É isso o que notamos no romance As vantagens de ser invisível, de Stephen Chbosky, por exemplo. A história gira em torno do adolescente Charlie, um jovem bastante tímido, que, após algumas experiências traumáticas na infância, acaba bastante debilitado emocionalmente, sofrendo de fortes alucinações. Para aliviar seus sentimentos, ele escreve cartas em uma espécie de diário, no qual despeja todos os seus pensamentos sem qualquer medo de censura ou depreciação. Mas tudo começa a mudar na vida dele, quando Charlie ingressa no ensino médio e passa a ser “percebido” pela turma de “descolados” do colégio.
Nesse novo ambiente, Charlie tem a oportunidade de mostrar como ele se sente, porque encontra um ambiente de cumplicidade. Assim como ele, os seus amigos têm sede de viver algo em profundidade, não temendo os riscos do que suas atitudes podem acarretar. É emblemática a cena em que a jovem Sam, paixão secreta de Charlie, sobe na carroceria do carro de seu irmão, e abre os braços para experimentar o vento correndo sobre seu corpo e, desse modo, “sentir-se como o infinito”. De fato, eles têm desejo de um amor para além deste mundo, que os faça sair da bolha na qual estiveram aprisionados por tanto tempo
Aos poucos, porém, Charlie vai descobrindo as feridas e os segredos de cada um de seus amigos, e como ainda estão vazios, mesmo com todas as suas festas, transgressões e rebeldias. Ele mesmo tem um encontro com suas “chagas” depois de ser privado da presença de seus companheiros, que o distraíam da sua interioridade bagunçada. Certo dia, vendo sua irmã ser agredida pelo próprio namorado, ele se intriga com aquilo e pergunta ao seu professor de inglês, com quem mantinha certa confiança: “Por que pessoas legais escolhem pessoas erradas para namorar?” E o seu professor responde: “Aceitamos o amor que imaginamos merecer”.
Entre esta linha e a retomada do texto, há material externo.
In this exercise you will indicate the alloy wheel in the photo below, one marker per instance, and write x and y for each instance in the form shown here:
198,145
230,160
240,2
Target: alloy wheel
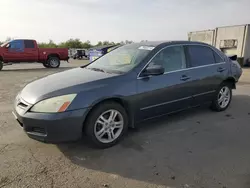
224,97
109,126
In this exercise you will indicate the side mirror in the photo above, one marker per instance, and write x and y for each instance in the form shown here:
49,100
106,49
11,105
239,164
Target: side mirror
153,70
233,57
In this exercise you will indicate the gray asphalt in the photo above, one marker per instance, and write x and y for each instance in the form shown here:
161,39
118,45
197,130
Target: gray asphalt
195,148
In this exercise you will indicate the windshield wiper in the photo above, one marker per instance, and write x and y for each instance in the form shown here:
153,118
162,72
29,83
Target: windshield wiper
97,69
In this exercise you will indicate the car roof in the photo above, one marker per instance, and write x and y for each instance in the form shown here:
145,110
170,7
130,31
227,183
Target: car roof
103,46
163,43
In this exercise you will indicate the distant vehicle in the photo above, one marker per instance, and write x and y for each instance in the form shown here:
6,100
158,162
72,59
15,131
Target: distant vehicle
17,51
130,84
80,54
99,51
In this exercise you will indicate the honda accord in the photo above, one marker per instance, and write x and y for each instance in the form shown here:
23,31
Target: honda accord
131,84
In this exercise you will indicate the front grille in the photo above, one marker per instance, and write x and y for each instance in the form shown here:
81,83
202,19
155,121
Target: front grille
21,103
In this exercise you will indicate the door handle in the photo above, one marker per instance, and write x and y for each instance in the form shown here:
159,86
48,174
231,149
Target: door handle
220,69
185,77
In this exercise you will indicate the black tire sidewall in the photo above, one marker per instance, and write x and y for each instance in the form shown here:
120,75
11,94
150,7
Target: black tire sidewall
90,123
53,58
215,104
1,65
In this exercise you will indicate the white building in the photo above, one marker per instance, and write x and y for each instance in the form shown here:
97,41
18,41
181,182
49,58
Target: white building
232,40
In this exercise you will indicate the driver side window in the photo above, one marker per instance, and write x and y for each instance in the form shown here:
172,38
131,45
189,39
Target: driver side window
16,46
171,58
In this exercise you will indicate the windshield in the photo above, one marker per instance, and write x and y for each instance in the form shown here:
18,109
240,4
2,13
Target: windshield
122,59
2,45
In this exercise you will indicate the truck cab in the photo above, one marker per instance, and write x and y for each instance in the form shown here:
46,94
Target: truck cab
20,51
26,50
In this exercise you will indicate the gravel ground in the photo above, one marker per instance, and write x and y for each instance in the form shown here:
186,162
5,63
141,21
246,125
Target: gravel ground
196,148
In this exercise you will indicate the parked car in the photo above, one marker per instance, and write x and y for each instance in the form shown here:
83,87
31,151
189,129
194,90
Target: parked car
17,51
96,52
130,84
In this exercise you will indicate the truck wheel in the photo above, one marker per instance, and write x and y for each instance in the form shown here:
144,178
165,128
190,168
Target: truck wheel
1,65
53,62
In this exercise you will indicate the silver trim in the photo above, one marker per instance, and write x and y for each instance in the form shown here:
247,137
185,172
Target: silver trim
155,105
164,103
183,70
204,93
138,75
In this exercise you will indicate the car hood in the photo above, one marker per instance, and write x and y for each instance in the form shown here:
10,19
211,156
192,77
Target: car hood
71,81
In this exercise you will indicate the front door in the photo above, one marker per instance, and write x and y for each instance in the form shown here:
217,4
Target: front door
169,92
208,70
15,51
30,51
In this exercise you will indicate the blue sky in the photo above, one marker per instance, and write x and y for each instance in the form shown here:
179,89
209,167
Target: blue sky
117,20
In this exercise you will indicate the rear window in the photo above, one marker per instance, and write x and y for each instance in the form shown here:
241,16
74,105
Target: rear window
201,55
218,59
29,44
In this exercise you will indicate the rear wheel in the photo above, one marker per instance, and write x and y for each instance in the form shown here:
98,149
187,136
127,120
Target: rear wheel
1,65
106,124
223,97
53,62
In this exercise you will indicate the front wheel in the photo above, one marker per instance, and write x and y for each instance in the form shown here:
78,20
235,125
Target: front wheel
223,98
106,124
53,62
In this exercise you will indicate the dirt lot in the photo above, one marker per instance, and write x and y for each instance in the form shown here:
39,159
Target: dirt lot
196,148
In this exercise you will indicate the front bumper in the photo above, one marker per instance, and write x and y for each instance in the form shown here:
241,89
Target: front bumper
52,128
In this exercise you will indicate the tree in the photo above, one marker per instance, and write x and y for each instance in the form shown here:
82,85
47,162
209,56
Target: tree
86,45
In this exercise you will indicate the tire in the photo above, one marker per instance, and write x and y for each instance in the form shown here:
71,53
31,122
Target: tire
53,62
1,65
93,128
217,104
46,65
Na mosca. A maior parte dos personagens de As vantagens de ser invisível vive esse terrível drama de contentar-se com qualquer aparência de amor que sirva para retirá-los da fossa, por assim dizer. Eles sentem, sim, desejo do amor infinito (desiderium naturale videndi Deum, diriam os escolásticos), mas, por se julgarem tão antiquados e fora dos padrões, vão se entregando às aventuras da vida, porque, no fim das contas, acreditam ser a única coisa que lhes resta. E é assim que Charlie aparece, uma hora, na fila da Comunhão, junto com seus pais, para receber a Santíssima Eucaristia e, depois, na casa de seus amigos, para consumir drogas. Ele também aceita o amor que julga merecer.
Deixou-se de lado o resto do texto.